Untuk pesanan pasir yang akan dimuat truk kapasitas empat kubik, Udin yang dibantu istri dan ketiga anaknya mampu memenuhinya selama tiga hari. Harga pasir satu truk sebesar Rp. 1 juta. Dari jumlah itu, Udin mendapat bayaran sebesar Rp. 250 ribu. Sedangkan sisanya adalah jatah pemilik lahan tambang pasir dan untuk membayar pajak di pos retribusi.

"Setengah mati memang makanya saya berharap anak cucuku tidak mengikuti jejakku," kata Udin lirih.

Tak mengenal air laut pasang atau surut, aktifitas penambangan pasir di Bandar Batauga yang sudah berlangsung sejak tahun 1972 ini semakin ramai. Jika laut pasang, para penambang pasir ini harus berenang untuk menaikkan butiran pasir dari dasar laut.

Awalnya, penambangan pasir itu yang terpusat di sepanjang pantai Kelurahan Bandar Batauga. Namun kini semakin meluas hingga meliputi tiga kelurahan yakni Busoa, Bandar Batauga dan Masiri. Bahkan, melebar hingga ke Kecamatan Sampolawa yang bertetangga dengan Kecamatan Batauga.

Salah satu pemilik lahan penambangan pasir di Kelurahan Bandar Batauga, La Ata mengatakan, ia menjual pasir per truknya seharga Rp. 1 juta. Dari jumlah itu, ia harus membayar Rp. 300 ribu untuk tiga orang kuli angkut dan Rp. 250 ribu untuk penambang pasir.

“Sisanya jatah saya, sewa angkutan truk dan untuk pembayaran pajak di pos retribusi,” katanya sambil mempersilahkan penulis untuk memesan kopi.

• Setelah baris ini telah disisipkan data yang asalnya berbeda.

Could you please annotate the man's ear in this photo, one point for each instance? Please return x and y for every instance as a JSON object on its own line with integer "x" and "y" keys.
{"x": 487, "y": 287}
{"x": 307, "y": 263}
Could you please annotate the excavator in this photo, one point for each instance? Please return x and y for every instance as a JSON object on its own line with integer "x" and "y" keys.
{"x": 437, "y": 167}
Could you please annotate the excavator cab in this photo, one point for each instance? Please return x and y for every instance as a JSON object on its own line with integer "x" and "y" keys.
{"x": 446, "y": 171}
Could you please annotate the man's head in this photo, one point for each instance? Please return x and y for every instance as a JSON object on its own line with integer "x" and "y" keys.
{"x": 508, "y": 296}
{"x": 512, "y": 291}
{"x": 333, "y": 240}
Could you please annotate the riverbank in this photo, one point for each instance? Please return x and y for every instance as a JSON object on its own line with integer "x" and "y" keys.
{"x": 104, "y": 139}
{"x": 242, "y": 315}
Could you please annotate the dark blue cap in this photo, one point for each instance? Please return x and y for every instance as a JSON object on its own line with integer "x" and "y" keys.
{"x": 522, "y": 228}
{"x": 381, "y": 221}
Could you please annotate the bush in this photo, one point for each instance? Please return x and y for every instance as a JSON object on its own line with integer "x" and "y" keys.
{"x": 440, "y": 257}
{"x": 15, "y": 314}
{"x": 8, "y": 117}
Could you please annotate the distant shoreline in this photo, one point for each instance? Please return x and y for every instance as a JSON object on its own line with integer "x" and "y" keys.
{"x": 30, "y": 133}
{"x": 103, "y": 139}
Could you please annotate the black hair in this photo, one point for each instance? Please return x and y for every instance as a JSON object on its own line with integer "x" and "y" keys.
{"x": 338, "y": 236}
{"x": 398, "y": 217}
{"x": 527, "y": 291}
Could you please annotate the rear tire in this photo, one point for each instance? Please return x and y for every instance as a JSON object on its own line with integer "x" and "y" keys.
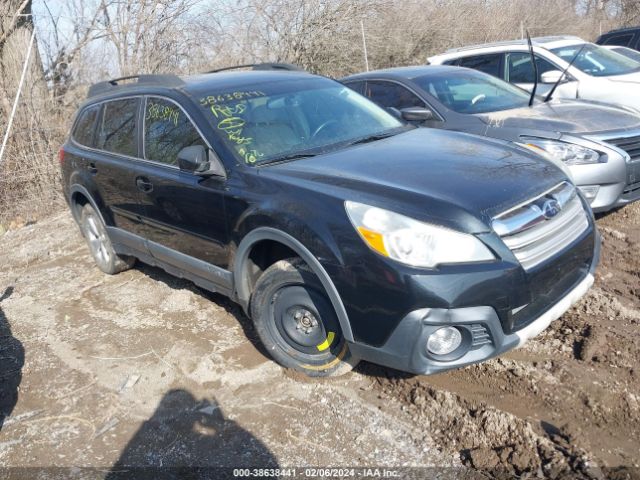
{"x": 297, "y": 323}
{"x": 100, "y": 245}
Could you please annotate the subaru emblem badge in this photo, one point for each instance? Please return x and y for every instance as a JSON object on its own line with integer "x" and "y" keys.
{"x": 550, "y": 208}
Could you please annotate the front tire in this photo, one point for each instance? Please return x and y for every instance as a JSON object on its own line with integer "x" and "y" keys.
{"x": 100, "y": 245}
{"x": 297, "y": 323}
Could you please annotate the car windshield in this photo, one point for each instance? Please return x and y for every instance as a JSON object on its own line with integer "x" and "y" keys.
{"x": 273, "y": 121}
{"x": 470, "y": 91}
{"x": 627, "y": 52}
{"x": 597, "y": 61}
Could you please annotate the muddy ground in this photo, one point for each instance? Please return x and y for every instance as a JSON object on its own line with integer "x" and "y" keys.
{"x": 145, "y": 369}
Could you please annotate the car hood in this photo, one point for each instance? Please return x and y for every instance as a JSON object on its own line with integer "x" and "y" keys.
{"x": 628, "y": 78}
{"x": 561, "y": 116}
{"x": 450, "y": 178}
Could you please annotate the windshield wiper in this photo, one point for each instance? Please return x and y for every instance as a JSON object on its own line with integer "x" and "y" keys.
{"x": 287, "y": 158}
{"x": 553, "y": 89}
{"x": 535, "y": 70}
{"x": 376, "y": 136}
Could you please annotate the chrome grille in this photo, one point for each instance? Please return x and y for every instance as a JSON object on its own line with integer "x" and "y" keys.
{"x": 479, "y": 335}
{"x": 544, "y": 226}
{"x": 631, "y": 145}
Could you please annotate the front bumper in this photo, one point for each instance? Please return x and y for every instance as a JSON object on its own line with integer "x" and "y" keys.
{"x": 406, "y": 350}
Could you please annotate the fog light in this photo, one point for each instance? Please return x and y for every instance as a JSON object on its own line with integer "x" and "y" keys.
{"x": 590, "y": 192}
{"x": 444, "y": 341}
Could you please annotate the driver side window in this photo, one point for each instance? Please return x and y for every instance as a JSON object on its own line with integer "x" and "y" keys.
{"x": 167, "y": 130}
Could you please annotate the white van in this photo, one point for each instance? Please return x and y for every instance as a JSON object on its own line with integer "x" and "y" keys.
{"x": 597, "y": 74}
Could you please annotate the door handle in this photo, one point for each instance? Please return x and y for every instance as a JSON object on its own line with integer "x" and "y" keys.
{"x": 144, "y": 185}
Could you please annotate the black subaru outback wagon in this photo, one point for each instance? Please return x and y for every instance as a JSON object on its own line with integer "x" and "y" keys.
{"x": 342, "y": 232}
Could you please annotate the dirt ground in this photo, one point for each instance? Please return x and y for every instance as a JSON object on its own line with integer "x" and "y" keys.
{"x": 145, "y": 369}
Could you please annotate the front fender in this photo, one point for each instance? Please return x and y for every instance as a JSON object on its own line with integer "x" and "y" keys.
{"x": 241, "y": 281}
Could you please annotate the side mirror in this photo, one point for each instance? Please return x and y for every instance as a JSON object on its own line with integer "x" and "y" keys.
{"x": 395, "y": 112}
{"x": 552, "y": 77}
{"x": 416, "y": 114}
{"x": 193, "y": 159}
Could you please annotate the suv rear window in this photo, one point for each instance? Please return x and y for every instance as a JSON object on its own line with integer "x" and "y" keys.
{"x": 117, "y": 131}
{"x": 485, "y": 63}
{"x": 85, "y": 126}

Menurutnya, di lokasi penambangan pasir miliknya, dalam sebulan tidak menentu jumlah pasir yang terjual. Namun paling sedikit dalam sebulan jumlah pesanan pasir mencapai 10 truk.Tapi bila musim proyek pembangunan fasilitas umum, pesanan pasir bisa lebih dari jumlah itu.

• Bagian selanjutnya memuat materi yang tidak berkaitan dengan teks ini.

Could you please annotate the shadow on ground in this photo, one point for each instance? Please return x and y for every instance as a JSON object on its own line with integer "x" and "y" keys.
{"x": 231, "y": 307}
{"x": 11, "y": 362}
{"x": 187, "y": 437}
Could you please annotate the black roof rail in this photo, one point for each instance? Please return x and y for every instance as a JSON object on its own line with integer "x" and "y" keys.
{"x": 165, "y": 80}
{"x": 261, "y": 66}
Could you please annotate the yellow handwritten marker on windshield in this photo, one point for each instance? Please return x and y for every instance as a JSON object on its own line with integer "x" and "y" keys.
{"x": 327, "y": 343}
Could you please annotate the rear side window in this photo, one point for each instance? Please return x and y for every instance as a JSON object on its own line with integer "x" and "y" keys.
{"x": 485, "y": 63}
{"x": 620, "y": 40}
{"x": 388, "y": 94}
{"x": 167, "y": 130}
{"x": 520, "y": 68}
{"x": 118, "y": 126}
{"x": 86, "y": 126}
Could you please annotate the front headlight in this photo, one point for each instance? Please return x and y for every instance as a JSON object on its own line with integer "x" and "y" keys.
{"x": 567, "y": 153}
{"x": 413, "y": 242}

La Ata mengakui, kerusakan lingkungan tidak bisa dihindari akibat penambangan pasir. Namun demi memenuhi kebutuhan sehari-hari terpaksa dilakukanya. Sejauh ini belum ada himbauan ataupun larangan penambangan dari pemerintah.

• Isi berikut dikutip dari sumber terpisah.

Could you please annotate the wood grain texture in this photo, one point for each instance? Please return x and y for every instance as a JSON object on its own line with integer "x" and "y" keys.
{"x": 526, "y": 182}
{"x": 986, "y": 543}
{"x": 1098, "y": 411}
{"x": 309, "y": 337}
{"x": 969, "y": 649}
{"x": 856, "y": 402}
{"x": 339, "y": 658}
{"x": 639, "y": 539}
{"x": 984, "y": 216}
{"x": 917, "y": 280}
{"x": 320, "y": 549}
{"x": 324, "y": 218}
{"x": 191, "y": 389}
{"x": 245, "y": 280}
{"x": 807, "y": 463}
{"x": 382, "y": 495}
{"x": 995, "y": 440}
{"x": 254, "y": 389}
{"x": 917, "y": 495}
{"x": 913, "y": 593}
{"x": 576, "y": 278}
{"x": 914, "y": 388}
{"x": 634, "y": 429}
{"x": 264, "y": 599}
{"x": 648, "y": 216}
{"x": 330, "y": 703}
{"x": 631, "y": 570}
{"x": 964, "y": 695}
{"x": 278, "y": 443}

"Tidak ada larangan," katanya singkat.

Bila nantinya ada larangan penambangan pasir dari pemerintah, La Ata mengaku hanya bisa pasrah saja. Namun ia berharap pemerintah memberikan lapangan pekerjaan lain bagi para penambang, kuli angkut dan dan pemilik lahan pertambangan sehingga untuk memenuhi kebutuhan sehari dan kehidupan rumah tangga dapat terpenuhi.

Ketua Dewan Daerah Wahana Lingkungan Hidup (Walhi) Sultra, Saharuddin mengatakan, sebenarnya pihaknya sudah banyak mendapat laporan soal kerusakan lingkungan wilayah pesisir di Kecamatan Batauga. Warga sudah terganggu juga karena takut abrasi pantai.

"Bila dibiarkan terus pasti akan memperbesar daya rusak lingkungan utamanya di pesisir. Pemukiman, sekolah dan fasilitas pemerintah atau bahkan daratan Kecamatan Batauga akan hilang akibat abrasi ,” katanya.

Meski demikian, upaya penanggulangan tidak cukup hanya diinisiasi oleh pemerintah saja. Masyarakat setempat juga harus ikut mengambil peran kerusakan lingkungan itu akan mempengaruhi keberadaan pemukiman mereka di Batauga.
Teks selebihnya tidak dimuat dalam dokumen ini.